Postgresql – PosgreSQL: setting high work_mem does not avoid disk merge

postgresql

This is not quite my day with postgres. On my server machine with PosgreSQL 9.2.3 I have set work_mem to 4MB to avoid Sort Method: external merge Disk: 2072kB but it did not help:

cwu=# vacuum analyze web_city;
VACUUM
cwu=# SHOW work_mem;
 work_mem 
----------
 4MB
(1 row)
cwu=# explain analyze select count(*) from web_city GROUP BY (left(name,5));
                                                          QUERY PLAN                                                          
------------------------------------------------------------------------------------------------------------------------------
 GroupAggregate  (cost=18304.35..20487.34 rows=95562 width=10) (actual time=1557.871..1809.029 rows=64459 loops=1)
   ->  Sort  (cost=18304.35..18633.84 rows=131796 width=10) (actual time=1557.856..1707.069 rows=131796 loops=1)
         Sort Key: ("left"((name)::text, 5))
         Sort Method: external merge  Disk: 2072kB
         ->  Seq Scan on web_city  (cost=0.00..4842.45 rows=131796 width=10) (actual time=1.050..174.907 rows=131796 loops=1)
 Total runtime: 1828.936 ms
(6 rows)

Setting work_mem to 8MB finally helps:

cwu=# SET work_mem = '8MB';
SET
cwu=# explain analyze select count(*) from web_city GROUP BY (left(name,5));
                                                       QUERY PLAN                                                       
------------------------------------------------------------------------------------------------------------------------
 HashAggregate  (cost=5501.43..6675.72 rows=93943 width=10) (actual time=207.628..244.667 rows=64459 loops=1)
   ->  Seq Scan on web_city  (cost=0.00..4842.45 rows=131796 width=10) (actual time=0.749..102.511 rows=131796 loops=1)
 Total runtime: 263.154 ms
(3 rows)

But why 4MB is not enough?
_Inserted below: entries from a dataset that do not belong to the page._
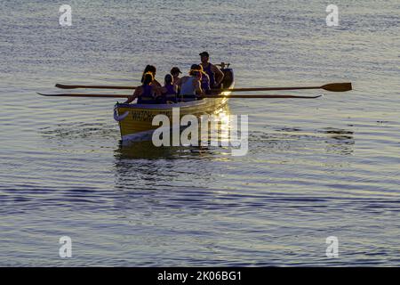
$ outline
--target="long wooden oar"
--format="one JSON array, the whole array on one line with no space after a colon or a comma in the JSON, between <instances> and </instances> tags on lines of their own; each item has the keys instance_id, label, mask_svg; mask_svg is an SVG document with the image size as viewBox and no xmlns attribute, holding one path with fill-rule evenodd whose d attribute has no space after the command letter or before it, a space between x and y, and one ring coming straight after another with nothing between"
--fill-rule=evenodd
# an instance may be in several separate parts
<instances>
[{"instance_id":1,"label":"long wooden oar","mask_svg":"<svg viewBox=\"0 0 400 285\"><path fill-rule=\"evenodd\" d=\"M51 97L88 97L88 98L129 98L130 94L74 94L74 93L68 93L68 94L44 94L42 93L37 93L39 95L42 96L51 96Z\"/></svg>"},{"instance_id":2,"label":"long wooden oar","mask_svg":"<svg viewBox=\"0 0 400 285\"><path fill-rule=\"evenodd\" d=\"M248 95L199 95L199 97L203 98L251 98L251 99L257 99L257 98L303 98L303 99L315 99L321 97L322 95L316 95L316 96L296 96L296 95L255 95L255 94L248 94Z\"/></svg>"},{"instance_id":3,"label":"long wooden oar","mask_svg":"<svg viewBox=\"0 0 400 285\"><path fill-rule=\"evenodd\" d=\"M88 97L88 98L129 98L132 95L129 94L44 94L41 93L37 93L42 96L53 96L53 97ZM304 98L304 99L314 99L321 97L322 95L317 96L295 96L295 95L201 95L199 97L203 98Z\"/></svg>"},{"instance_id":4,"label":"long wooden oar","mask_svg":"<svg viewBox=\"0 0 400 285\"><path fill-rule=\"evenodd\" d=\"M56 84L56 87L61 89L77 89L77 88L88 88L88 89L136 89L136 86L68 86L63 84Z\"/></svg>"},{"instance_id":5,"label":"long wooden oar","mask_svg":"<svg viewBox=\"0 0 400 285\"><path fill-rule=\"evenodd\" d=\"M135 89L136 86L68 86L62 84L56 84L56 87L61 89L76 89L76 88L92 88L92 89ZM301 89L324 89L332 92L345 92L352 90L351 83L330 83L322 86L300 86L300 87L260 87L260 88L235 88L227 91L231 92L248 92L248 91L274 91L274 90L301 90ZM214 89L213 91L220 92L220 89Z\"/></svg>"},{"instance_id":6,"label":"long wooden oar","mask_svg":"<svg viewBox=\"0 0 400 285\"><path fill-rule=\"evenodd\" d=\"M330 83L322 86L303 86L303 87L260 87L260 88L234 88L226 89L230 92L249 92L249 91L271 91L271 90L303 90L303 89L324 89L332 92L345 92L352 90L350 82Z\"/></svg>"}]
</instances>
In postgres wiki, there is this note:

if you see a line like "Sort Method: external merge Disk: 7526kB" in
there, you'd know a work_mem of at least 8MB would really improve how
fast that query executed, by sorting in RAM instead of swapping to
disk.

So I assumed it will be the same in my case.

EDIT: If I do:

cwu=# create index name_left_prefix on web_city(left(name, 5));

then 4MB is finally enough. It seems that the index causes lower memory usage. If anyone would be that kind to explain all this behaviour I would be very grateful.

Best Answer

This is somewhat speculative but Depesz (Hubert Lubaczewski) has this to say on the subject:

You might wonder, though, why PostgreSQL switched to Disk, when it used only 448kB? After all, work_mem is 1MB. Answer is pretty simple – as I understand – disk is used when work_mem is not enough, so it means it's already been filled. So, sort with “Disk: 448kB" would mean that more or less whole work_mem has been used plus 448kB of disk.

So in your case the used work_mem might be in the 6 MB range. Also, try reset work_mem first, maybe there's stuff in there from a previous query.